Chef Allen Lo is very much at home in Orlando, Florida, having lived here since he was seventeen. His cooking skills came from growing up in his parent’s restaurant, watching them cook.
He would go to the restaurant after school and do his homework as they were there “seven days a week twelve hours a day.” He would “go in the back and help prep vegetables and fry fried rice and spring rolls.”
The most important ingredient to him is the aroma, the smell of the cooking. “What I really remember from my childhood is just all the smells… when we go back to Malaysia you walk the streets you just get hit with all these smells and whether you’re hungry, you’re not hungry you will be after you smell” the food there.
To develop the Hawkers menu Chef Allen drew from all the foods that he missed and loved eating, wanting to recreate “some of those dishes and some of those flavors is what really drove my passion.” His inspiration is drawn from “all the travels and with again the aroma, the smells the taste… the dishes that I’ve had on my travels and trying to recreate it here and making it approachable for the demographic.” He is pleased by how excited everyone has been about the menus. Chef Allen listens to comments that he receives about the food in order to further develop the menu and determine what new direction it should take. Hawkers comes out with a new menu every six months, and they try to keep it as authentic as possible.
The title of the restaurant itself is drawn from the colloquial term for a street vendor in Asia. In America “a hawker would be your Sabra’s hot dog vendor or maybe a taco vendor or something that they serve on the streets right, in Asia most of the foods are served on the street.” When he visits family in Malaysia or traveling to Singapore or Thailand, most frequently he and his family will go to a hawker center where “individual hawkers have their stalls or their carts” lined up and “everybody kind of disperses and they can go and get what they’re feeling that night or what they’re in the mood for” and
they reunite at the table and everyone shares what they’ve selected.
The symbol in the logo for the restaurant is drawn from the Chinese style of Kanji characters, but really represents the silhouette of a traditional hawker “when they’re walking down the street and selling goods with a stick on their shoulder and a basket hanging like a fender or mobile and balancing that… so if you see this cross mark with the two dots on it that’s just [the hawker] with his two baskets” and “a straw bamboo hat so it symbolizes the traditional Hawker.”

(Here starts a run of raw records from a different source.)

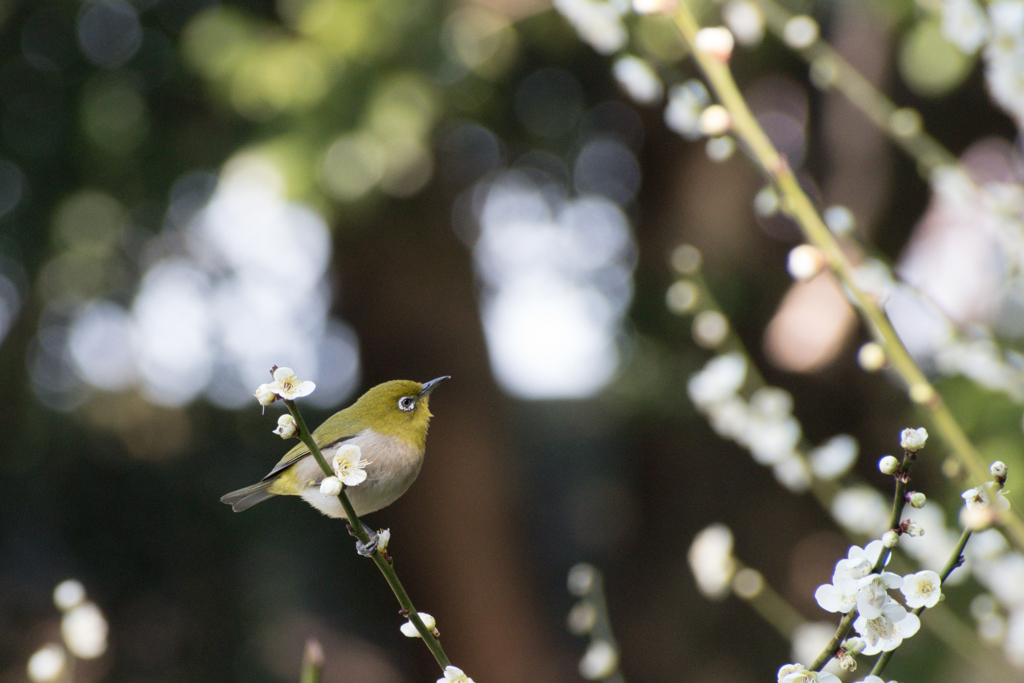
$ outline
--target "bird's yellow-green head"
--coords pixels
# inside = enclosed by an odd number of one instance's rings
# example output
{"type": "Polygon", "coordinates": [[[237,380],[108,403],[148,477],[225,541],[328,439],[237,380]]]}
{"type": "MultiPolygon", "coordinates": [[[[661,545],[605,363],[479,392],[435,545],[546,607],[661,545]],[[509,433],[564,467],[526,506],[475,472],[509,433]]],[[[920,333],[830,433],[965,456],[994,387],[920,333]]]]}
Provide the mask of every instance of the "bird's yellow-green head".
{"type": "Polygon", "coordinates": [[[431,418],[430,392],[446,379],[447,376],[438,377],[422,384],[412,380],[378,384],[349,408],[329,418],[313,435],[317,440],[330,442],[333,440],[332,431],[341,432],[358,425],[379,434],[400,438],[422,453],[426,447],[431,418]]]}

Come have a good night out by visiting Hawkers and try Chef Allen’s traditional yet creative dishes to transport yourself to the streets of Malaysia . “When a guest comes to Hawkers they should expect a wide variety of small plate offerings. Hawkers is an amazing experience with great ambiance. “You can have some good drinks, have some good food… have a good two three hours with friends… when you’re here we’re all going to enjoy the food enjoy the energy and the drinks and have a good time.”